本明細書において、「成分」、「組成物」、「化合物組成物」、「化合物」、「薬物」、「薬理活性剤」、「活性剤」、「治療」、「療法」、「治療」、または「医薬品」という用語は、本明細書において互換的に使用され、対象（ヒトまたは動物）に投与された場合に、局所的および／または全身的な作用によって所望の薬理学的および／または生理学的効果を誘導する化合物または化合物もしくは組成物を指す。「薬剤」および「試験化合物」という用語は、化学化合物、化学化合物の混合物、生物学的高分子、または細菌、植物、真菌、動物（特に哺乳類）の細胞や組織などの生物学的材料から作られた抽出物を示す。生物学的高分子には、ｓｉＲＮＡ、ｓｈＲＮＡ、アンチセンスオリゴヌクレオチド、ペプチド、ペプチド／ＤＮＡ複合体、および本明細書に記載のＴＵＢＢ４Ａ含有核酸またはそのコードされたタンパク質の活性を調節する能力を示す任意の核酸ベースの分子が含まれる。

本明細書で使用する「ＴＵＢＢ４Ａ」とは、βチューブリンファミリーのメンバーをコードする遺伝子のことである。
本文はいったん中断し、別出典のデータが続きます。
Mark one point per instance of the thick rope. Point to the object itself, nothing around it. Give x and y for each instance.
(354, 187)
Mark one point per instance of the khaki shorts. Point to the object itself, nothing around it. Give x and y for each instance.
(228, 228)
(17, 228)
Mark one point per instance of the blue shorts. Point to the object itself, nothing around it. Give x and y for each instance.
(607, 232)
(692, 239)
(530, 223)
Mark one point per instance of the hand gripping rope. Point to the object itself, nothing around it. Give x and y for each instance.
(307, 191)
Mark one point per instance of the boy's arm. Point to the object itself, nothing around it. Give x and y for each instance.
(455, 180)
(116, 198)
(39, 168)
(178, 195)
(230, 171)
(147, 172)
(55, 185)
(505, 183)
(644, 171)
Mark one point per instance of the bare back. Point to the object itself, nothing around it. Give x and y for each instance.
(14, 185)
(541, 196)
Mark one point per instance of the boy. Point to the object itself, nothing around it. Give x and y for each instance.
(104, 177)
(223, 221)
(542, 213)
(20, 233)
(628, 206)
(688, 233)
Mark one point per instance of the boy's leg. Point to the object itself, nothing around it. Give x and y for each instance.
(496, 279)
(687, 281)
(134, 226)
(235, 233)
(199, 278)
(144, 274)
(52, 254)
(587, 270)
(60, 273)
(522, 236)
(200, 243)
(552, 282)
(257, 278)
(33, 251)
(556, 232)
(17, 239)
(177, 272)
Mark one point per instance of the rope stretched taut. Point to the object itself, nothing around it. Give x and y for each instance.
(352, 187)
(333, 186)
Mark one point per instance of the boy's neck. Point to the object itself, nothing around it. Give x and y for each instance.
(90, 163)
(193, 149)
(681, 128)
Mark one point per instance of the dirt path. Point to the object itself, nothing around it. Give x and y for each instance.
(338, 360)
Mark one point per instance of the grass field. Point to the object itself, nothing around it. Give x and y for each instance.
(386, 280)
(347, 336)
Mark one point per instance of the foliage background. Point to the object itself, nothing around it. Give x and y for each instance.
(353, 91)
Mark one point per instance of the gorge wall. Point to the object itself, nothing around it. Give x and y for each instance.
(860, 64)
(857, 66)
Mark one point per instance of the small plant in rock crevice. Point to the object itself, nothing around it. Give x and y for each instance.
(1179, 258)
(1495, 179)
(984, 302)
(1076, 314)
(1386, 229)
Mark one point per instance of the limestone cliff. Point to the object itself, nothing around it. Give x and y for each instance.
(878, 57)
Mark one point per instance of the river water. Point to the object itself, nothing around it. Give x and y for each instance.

ベータチューブリンは、ヘテロ二量体化して集合し、微小管を形成する２つのコアタンパク質ファミリー（アルファチューブリンとベータチューブリン）のうちの１つである。この遺伝子の変異は、白質形成不全白質ジストロフィー－６、常染色体優性ねじれジストニア－４およびＨ－ＡＢＣを引き起こし、現在ではより一般的にＴＵＢＢ４Ａ関連白質脳症と呼ばれている。ＴＵＢＢ４Ａの参照配列には、例えばＮＭ＿００１２８９１２３．１、ＮＭ＿００１２８９１２７．１、ＮＭ＿００１２８９１２９．１があり、ＧｅｎＢａｎｋに掲載されている。交互スプライシングの結果、異なるアイソフォームをコードする複数の転写バリアントが生じる。野生型ＴＵＢＢ４Ａ タンパク質の配列はＵｎｉＰｒｏｔ Ｐ０４３５０－ＴＢＢ４Ａ＿ｈｕｍａｎに掲載されている。ヒトの疾患との関連が知られているいくつかのＴＵＢＢ４Ａバリアントが同定され、以下の表１に示されている。本発明はＤ２４９Ｎ変異体に焦点を当てているが、この知見は既存の他のＴＵＢＢ４Ａ変異体にも一般化可能である。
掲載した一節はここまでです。